The Lanchester equations are differential equations describing the time dependence of two armies' strengths A and B as a function of time, with the function depending only on A and B.
In 1916, during World War I, Frederick Lanchester devised a series of differential equations to demonstrate the power relationships between opposing forces. Among these are what is known as Lanchester's Linear Law (for ancient combat) and Lanchester's Square Law (for modern combat with long-range weapons such as firearms).
For ancient combat, between phalanxes of soldiers with spears, say, one soldier could only ever fight exactly one other soldier at a time. If each soldier kills, and is killed by, exactly one other, then the number of soldiers remaining at the end of the battle is simply the difference between the larger army and the smaller, assuming identical weapons.
The linear law also applies to unaimed fire into an enemy-occupied area. The rate of attrition depends on the density of the available targets in the target area as well as the number of weapons shooting. If two forces, occupying the same land area and using the same weapons, shoot randomly into the same target area, they will both suffer the same rate and number of casualties, until the smaller force is eventually eliminated: the greater probability of any one shot hitting the larger force is balanced by the greater number of shots directed at the smaller force.
With firearms engaging each other directly with aimed shooting from a distance, they can attack multiple targets and can receive fire from multiple directions. The rate of attrition now depends only on the number of weapons shooting. Lanchester determined that the power of such a force is proportional not to the number of units it has, but to the square of the number of units. This is known as Lanchester's square law.

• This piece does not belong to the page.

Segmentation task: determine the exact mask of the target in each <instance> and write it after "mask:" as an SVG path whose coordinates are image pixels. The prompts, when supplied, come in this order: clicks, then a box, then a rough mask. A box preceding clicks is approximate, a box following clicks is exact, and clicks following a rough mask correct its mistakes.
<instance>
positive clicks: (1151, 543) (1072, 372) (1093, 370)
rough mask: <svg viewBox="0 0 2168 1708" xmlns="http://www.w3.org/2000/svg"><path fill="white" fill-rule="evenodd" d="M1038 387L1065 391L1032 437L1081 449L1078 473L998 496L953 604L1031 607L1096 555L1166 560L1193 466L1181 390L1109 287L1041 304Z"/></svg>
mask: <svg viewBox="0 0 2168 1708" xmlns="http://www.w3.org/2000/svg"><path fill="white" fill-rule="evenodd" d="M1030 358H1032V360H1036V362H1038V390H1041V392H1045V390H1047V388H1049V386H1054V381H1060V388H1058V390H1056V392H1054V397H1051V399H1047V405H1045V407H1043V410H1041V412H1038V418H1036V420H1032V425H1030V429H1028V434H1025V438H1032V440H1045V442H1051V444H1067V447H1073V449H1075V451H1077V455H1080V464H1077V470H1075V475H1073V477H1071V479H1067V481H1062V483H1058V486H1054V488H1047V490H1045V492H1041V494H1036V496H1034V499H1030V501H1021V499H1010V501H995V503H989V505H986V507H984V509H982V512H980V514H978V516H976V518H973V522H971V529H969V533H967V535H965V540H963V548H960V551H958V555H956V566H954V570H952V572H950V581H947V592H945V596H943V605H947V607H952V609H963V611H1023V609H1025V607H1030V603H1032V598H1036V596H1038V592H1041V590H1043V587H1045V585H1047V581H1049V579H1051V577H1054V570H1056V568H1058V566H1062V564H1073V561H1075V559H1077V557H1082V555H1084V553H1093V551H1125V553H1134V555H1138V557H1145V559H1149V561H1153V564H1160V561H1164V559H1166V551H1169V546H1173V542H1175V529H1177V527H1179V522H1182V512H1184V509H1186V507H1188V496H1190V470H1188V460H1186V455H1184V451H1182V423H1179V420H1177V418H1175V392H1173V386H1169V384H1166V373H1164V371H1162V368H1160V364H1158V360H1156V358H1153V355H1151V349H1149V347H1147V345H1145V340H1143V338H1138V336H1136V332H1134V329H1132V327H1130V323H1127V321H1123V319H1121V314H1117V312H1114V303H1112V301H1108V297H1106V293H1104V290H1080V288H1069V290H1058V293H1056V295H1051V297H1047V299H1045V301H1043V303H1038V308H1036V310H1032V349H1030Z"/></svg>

More precisely, the law specifies the casualties a shooting force will inflict over a period of time, relative to those inflicted by the opposing force. In its basic form, the law is only useful to predict outcomes and casualties by attrition. It does not apply to whole armies, where tactical deployment means not all troops will be engaged all the time. It only works where each unit (soldier, ship, etc.) can kill only one equivalent unit at a time. For this reason, the law does not apply to machine guns, artillery, or nuclear weapons. The law requires an assumption that casualties increase over time: it does not work in situations in which opposing troops kill each other instantly, either by shooting simultaneously or by one side getting off the first shot and inflicting multiple casualties.